International Relations
• Regard no great power as our inherent adversary.
• Continue to fully engage with Europe, both in its collective capacity as the European Union and through our special relationship with the United Kingdom and our traditional diplomatic relations with France, Germany, Italy, and other western European nations.
• NATO's role and character should be reexamined. NATO has expanded, taken on roles for which it was not originally conceived, and acted beyond its original theater. Build on these successes and think more boldly and more globally. Open the organization's membership to any state that meets basic standards of good governance, military readiness, and global responsibility, regardless of its location. The new NATO should dedicate itself to confronting significant threats to the international system, from territorial aggression to terrorism.
• The already established and still rising powers of Asia (Japan, South Korea, Australia and India are mentioned) must be given at least as much attention as Europe.
• Work with China and Russia on economic and security issues, but do not be silent about their unhelpful behavior or human rights abuses.
• Continue relationships with other American nations (“of primary importance”). Specifically mentioned are Canada, Mexico, Bolivia, Venezuela, Cuba, Colombia, Mexico, and Peru.
• Helping Africa today will help increase peace and decency throughout the world tomorrow.
• Continue the Bush administration's effort to help Africa overcome AIDS and malaria.
• Help Africa is to increase trade with the continent.
• Government aid should be linked to reform.
• The United Nations can be useful for some humanitarian and peacekeeping functions, but we should not expect much more of it. The United States should lead, but should be prepared to look to other tools.
• Commit to securing the rights of men, women, and children everywhere.
• Promote economic development by private direct investment. Revitalize and streamline all U.S. foreign-aid activities to support -- not substitute for -- private investment in other countries.

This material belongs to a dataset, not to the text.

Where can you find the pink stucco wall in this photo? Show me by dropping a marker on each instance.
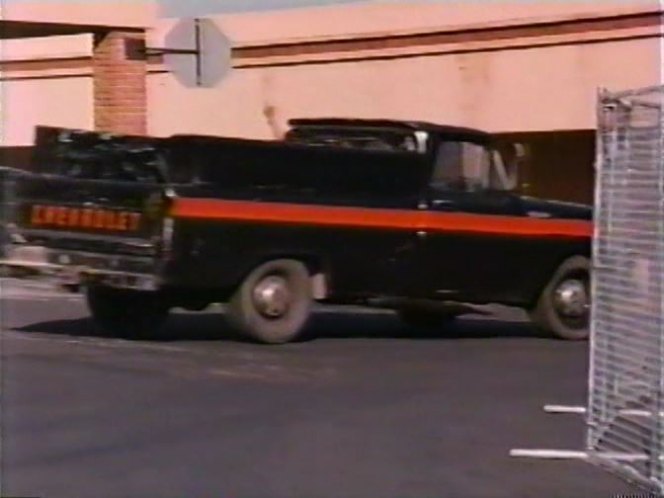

• Faced with a choice between leaving a troubled zone to anarchy or helping build functioning civil societies with accountable governments that can serve as bulwarks against barbarism, the American people will choose the latter. A hybrid military-civilian organization -- a Stabilization and Reconstruction Corps staffed by specially trained military and civilian reservists -- must be developed. The agency would undertake tasks such as building roads, sewers, and schools; advising on legal reform; and restoring local currencies.
Guiliani's bottom line on "security?" Adopting authoritarianism is the best defense against totalitarianism. Such has been the battle cry of every caudillo since...since forever, I guess. I just don't believe it, and history backs me up.
How do you know an adversary is "bent on our destruction" unless you hold talks with them? Giuliani thus continues the Bush policy of using "diplomacy" as a reward for those who obey rather than as a genuine tool of foreign policy. NATO is now officially no longer to be a defensive alliance, but a competitor to the UN in managing and moderating interstate relations worldwide. Since NATO was always explicitly a military organization with some diplomatic functions, and the UN was always explicitly a diplomatic organization with some military functions, the policy shift is too painfully obvious to ignore. Authoritarianism at home and militarism abroad...this is better than totalitarianism HOW?
Bush/Rumsfeld and their advisors have essentially proven outright that everything the Russians dreaded about NATO expansion is true and everything the NATO expanders promised was a lie. Giuliani hopes to bury the last vestige of NATO's demure defensive veil.
Note the continued sniping at Pelosi for doing what Republican congressmen have never been reluctant to do. They got a lot mileage out of that; proof positive that the "liberal media" is a myth.
The Republicans have formally drunk the "nation-building" Kool-Aid, leaving me to cite Barbara Tuchman's jab at the logic of the Vietnam War: "What nation was ever built from the outside?"